I have a Minn Kota Riptide Ulterra iPilot 80-lb thrust that I swap between a 20-foot fiberglass tunnel hull and a 16 ft aluminum jet. No horror stories on my end after 300-plus trips with hard use bumping and grinding around oyster bars, hashing through weeds, etc. I’ve been wondering when they’re going to do a major upgrade for several years now. My wishlist would be:

1. Quieter motor.
2. Quieter propulsion when operating in super-shallow conditions.
3. Capacity for a lot more saved iTracks.
4. Interface with Lowrance GPS (I know this isn’t going to happen but this is a wish list).
The industry needs to agree on a protocol for TMs to receive tracks and points with GPS/fishfinders, regardless of brand.

I would buy a different brand if it addressed these wish-list items but I wouldn’t want to be a Version 1.0 Guinea pig, even for PowerPole.


----------



## Naturecoastfly

In line to get an EC Vantage built. Same talk at the shop the guys couldn’t say anythinabout it (non disclosure agreement). But they did say it would be a game changer and worth the wait. 

Heck just having 1 integrated remote for the power pole and the trolling motor would be a game changer. 

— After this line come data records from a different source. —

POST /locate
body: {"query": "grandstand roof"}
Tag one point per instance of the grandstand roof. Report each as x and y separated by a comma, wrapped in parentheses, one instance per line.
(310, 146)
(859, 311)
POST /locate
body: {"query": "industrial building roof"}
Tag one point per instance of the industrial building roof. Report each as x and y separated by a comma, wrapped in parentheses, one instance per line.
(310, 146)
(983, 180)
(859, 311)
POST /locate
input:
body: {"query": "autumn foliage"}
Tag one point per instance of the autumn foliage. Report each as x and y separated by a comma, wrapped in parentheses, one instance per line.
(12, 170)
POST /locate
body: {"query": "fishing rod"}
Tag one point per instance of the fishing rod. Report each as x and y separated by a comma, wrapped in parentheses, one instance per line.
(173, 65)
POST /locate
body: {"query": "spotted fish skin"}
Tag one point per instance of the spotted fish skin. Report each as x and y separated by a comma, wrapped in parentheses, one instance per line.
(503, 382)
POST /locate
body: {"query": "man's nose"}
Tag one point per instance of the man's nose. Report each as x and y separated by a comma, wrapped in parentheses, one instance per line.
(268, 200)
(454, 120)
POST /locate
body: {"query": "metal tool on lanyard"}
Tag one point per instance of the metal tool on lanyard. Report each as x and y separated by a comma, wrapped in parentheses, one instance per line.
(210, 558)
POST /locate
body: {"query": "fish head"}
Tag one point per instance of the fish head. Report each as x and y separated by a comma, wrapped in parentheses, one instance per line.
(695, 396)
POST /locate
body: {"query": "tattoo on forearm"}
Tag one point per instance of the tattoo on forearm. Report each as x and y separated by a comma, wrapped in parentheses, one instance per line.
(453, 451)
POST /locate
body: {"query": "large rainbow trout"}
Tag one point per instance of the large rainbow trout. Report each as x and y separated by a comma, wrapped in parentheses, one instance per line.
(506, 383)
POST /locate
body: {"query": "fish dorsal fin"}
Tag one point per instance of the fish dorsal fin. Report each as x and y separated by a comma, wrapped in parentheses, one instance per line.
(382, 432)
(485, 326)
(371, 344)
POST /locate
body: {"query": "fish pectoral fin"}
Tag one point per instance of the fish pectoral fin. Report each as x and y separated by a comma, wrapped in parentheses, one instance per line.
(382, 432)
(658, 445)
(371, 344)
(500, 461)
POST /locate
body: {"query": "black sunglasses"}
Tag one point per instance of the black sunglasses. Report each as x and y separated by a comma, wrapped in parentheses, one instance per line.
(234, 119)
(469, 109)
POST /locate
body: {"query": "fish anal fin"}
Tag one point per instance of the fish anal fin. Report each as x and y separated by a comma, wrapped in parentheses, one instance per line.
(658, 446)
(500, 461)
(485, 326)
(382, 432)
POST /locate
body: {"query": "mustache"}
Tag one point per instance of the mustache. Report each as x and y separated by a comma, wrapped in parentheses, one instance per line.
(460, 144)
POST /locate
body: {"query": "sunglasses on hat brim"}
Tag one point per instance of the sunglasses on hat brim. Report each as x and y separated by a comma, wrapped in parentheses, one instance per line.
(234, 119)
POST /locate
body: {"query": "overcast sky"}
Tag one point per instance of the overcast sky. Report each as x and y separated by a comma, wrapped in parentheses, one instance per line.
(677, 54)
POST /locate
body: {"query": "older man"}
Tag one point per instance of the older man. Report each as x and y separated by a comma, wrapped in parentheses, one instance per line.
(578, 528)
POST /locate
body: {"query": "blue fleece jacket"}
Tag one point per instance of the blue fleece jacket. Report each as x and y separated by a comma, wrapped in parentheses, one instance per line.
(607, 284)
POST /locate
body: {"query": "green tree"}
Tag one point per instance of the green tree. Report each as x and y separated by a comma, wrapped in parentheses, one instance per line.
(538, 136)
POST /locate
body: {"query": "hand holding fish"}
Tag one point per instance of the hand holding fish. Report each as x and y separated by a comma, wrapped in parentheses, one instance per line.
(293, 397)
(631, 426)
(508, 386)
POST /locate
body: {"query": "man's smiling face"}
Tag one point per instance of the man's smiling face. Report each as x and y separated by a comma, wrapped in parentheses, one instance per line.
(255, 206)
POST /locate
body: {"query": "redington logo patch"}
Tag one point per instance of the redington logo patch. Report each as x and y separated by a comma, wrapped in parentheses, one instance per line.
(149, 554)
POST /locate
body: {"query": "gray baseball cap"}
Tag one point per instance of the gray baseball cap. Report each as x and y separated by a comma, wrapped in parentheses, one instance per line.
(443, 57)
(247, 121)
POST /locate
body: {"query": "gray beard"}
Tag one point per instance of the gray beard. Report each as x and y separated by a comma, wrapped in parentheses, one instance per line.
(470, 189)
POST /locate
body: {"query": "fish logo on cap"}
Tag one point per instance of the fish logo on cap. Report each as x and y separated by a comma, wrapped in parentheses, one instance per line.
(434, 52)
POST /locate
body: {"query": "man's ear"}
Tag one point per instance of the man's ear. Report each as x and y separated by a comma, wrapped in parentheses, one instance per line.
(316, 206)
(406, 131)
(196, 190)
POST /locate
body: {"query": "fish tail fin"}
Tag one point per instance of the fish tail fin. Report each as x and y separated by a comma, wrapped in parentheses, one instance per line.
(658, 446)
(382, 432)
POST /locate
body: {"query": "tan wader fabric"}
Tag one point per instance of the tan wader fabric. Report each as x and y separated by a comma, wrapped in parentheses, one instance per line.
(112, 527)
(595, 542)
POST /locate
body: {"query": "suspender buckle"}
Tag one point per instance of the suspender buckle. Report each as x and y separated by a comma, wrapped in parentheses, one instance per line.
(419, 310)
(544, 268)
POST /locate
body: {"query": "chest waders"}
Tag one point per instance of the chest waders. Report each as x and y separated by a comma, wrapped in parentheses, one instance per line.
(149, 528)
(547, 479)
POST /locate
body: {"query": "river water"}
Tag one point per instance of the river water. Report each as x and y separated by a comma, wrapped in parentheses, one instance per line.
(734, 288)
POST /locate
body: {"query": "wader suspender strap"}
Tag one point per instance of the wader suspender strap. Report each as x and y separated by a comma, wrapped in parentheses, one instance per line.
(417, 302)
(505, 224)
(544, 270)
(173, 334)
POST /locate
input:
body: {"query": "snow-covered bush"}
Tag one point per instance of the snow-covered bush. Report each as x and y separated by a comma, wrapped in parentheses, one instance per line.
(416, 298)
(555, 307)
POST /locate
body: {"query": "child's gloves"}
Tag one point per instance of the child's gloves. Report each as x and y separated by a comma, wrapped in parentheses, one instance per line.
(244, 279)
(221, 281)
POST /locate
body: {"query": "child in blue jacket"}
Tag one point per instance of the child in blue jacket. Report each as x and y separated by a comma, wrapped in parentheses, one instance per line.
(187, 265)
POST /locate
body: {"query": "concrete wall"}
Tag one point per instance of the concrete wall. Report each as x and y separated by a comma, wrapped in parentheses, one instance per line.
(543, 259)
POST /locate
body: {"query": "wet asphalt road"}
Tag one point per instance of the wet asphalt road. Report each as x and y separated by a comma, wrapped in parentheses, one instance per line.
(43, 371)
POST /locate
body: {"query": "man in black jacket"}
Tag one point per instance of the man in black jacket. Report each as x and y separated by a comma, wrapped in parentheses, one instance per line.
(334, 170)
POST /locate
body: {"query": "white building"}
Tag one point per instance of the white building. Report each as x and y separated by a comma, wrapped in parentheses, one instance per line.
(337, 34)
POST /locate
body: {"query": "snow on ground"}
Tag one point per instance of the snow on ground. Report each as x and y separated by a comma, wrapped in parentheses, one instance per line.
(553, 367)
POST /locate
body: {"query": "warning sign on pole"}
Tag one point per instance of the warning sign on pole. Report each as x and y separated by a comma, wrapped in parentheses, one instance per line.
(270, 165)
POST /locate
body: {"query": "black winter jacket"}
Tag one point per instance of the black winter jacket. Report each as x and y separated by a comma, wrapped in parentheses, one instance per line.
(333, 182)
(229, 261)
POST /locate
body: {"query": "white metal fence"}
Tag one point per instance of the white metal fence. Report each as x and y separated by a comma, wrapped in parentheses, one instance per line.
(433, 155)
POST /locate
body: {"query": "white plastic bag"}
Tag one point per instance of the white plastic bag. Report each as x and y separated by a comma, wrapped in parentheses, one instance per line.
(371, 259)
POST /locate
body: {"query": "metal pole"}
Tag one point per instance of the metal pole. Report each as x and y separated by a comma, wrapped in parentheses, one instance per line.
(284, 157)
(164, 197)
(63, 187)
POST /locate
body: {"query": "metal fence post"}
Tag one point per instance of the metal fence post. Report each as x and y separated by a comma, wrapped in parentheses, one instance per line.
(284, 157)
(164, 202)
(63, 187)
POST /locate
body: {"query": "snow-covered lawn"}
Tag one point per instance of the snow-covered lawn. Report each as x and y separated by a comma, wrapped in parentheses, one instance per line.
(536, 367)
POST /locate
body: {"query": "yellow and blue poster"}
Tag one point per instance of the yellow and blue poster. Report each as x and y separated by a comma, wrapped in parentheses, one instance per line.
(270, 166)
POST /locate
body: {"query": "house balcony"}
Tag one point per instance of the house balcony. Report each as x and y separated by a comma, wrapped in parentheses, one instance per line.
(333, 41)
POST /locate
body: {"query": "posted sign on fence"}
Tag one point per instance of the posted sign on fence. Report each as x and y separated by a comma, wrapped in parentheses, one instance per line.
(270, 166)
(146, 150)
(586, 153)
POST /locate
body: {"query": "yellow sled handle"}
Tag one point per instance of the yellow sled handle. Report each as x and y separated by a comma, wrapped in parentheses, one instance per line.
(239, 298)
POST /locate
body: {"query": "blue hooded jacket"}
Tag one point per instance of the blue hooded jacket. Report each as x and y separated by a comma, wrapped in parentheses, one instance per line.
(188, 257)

I’ll be keeping a close eye on this thread I’m ready to see what the hype is all about.


----------



## lemaymiami

Great fun speculating about this new motor (particularly if work and other issues keep you off the water...). Those of us that actually go days on end will be hoping for improvements in every direction - but at the top of the list (for me...) durability and longevity... My current TM (the first one for me after more than 20 years poling a skiff that isn't exactly a micro... ) has survived more than a year and a half of hard use. It has it's share of dings and scrapes - every one of them operator error... My only complaint was about my batteries - but when I found that one of my batts (basic wet cell group 27's for a 24volt setup) had gone bad and replaced it... I was a happy camper again... 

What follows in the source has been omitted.